Welcome to the garden. Here we poison our fruits, pierce ourselves with thorns, and transform under the light of the full moon. Mad and unhinged, we fall through rabbit holes, walk willingly into fairy rings, and dance in the song of witchcraft, two snakes around our ankles, the juice of berries on our tongues.
Inspired by Shirley Jackson’s We Have Always Lived in the Castle, these poems are meditations on female rage, postpartum depression, compulsion, and intrusive thoughts. They pull from periods of sleep deprivation, soul exhaustion, and nightmarish delusions, and each is left untitled, a nod to the stream-of-conscious mind of a new mother.
Using found poetry and under the influence of bibliomancy, Wytovich harnesses the occult power of her imagery and words and aligns it with a new, more vulnerable, darkness. These pieces are not only visions of the madwoman in the attic, but ghostly visitations that explore the raw mental torture women sometimes experience after giving birth.
This collection heals as much as it scars, and is an honest look at how trauma seeps into the soil of our bodies. Her poems are imagined horrors, fictional fears, and all the unspoken murmurs of a mind lost between reality and dream. What she leaves in her wake is nothing short of horror—the children lost, the garden dead, the women feral, ready to pounce.
Stephanie M. Wytovich is an American poet, novelist, and essayist.

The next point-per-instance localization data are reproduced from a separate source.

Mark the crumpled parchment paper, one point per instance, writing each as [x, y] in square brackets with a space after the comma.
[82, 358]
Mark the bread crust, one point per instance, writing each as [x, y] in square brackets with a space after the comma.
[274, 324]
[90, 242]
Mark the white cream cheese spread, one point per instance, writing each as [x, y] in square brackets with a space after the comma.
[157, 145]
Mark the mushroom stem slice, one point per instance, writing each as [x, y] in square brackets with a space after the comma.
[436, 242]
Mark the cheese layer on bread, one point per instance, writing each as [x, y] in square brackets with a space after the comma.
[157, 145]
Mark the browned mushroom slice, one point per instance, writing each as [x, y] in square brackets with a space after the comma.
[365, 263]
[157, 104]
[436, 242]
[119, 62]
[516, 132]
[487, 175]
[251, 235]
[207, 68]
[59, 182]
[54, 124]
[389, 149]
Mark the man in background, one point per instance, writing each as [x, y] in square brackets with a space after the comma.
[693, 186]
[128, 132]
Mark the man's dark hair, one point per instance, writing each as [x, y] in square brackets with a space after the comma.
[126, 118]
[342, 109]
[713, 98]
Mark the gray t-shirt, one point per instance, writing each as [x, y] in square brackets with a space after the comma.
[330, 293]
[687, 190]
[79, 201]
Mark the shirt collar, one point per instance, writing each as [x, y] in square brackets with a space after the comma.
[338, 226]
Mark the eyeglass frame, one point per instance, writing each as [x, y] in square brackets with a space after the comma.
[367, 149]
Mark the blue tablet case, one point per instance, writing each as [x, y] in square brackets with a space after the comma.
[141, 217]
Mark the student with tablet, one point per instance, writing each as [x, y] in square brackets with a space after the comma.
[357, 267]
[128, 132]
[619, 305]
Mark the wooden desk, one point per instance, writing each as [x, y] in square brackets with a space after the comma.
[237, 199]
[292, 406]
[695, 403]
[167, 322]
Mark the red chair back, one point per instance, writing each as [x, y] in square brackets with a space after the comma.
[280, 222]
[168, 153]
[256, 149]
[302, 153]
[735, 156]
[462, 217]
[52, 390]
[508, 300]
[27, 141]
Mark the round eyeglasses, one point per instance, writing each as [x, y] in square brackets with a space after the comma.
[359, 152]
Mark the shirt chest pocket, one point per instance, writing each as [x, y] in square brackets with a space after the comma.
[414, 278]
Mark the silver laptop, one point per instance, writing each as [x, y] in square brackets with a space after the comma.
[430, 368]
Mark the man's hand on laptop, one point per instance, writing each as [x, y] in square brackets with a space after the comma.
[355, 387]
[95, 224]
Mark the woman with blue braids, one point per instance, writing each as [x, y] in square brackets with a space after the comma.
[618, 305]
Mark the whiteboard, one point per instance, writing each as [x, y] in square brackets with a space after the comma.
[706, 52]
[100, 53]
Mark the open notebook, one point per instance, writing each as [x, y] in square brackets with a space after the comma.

Her work has been featured in magazines and anthologies, such as Weird Tales, Nightmare Magazine, Southwest Review, Year's Best Hardcore Horror: Volume 2, and The Best Horror of the Year: Volumes 8 & 15.
Wytovich is the Poetry Editor for Raw Dog Screaming Press and an adjunct at Western Connecticut State University, Southern New Hampshire University, and Point Park University. She has received the Elizabeth Matchett Stover Memorial Award, the 2021 Ladies of Horror Fiction Writers Grant, and the Rocky Wood Memorial Scholarship for nonfiction writing.
Wytovich is a member of the Science Fiction and Fantasy Poetry Association, an active member of the Horror Writers Association, and a graduate of Seton Hill University’s MFA program for Writing Popular Fiction. She is a two-time Bram Stoker Award-winning poet, and her nonfiction craft book for speculative poetry, Writing Poetry in the Dark, is available from Raw Dog Screaming Press. Readers can pick up her latest project, Howl: An Anthology of Werewolves from Women in Horror, co-edited with Lindy Ryan, now from Black Spot Books.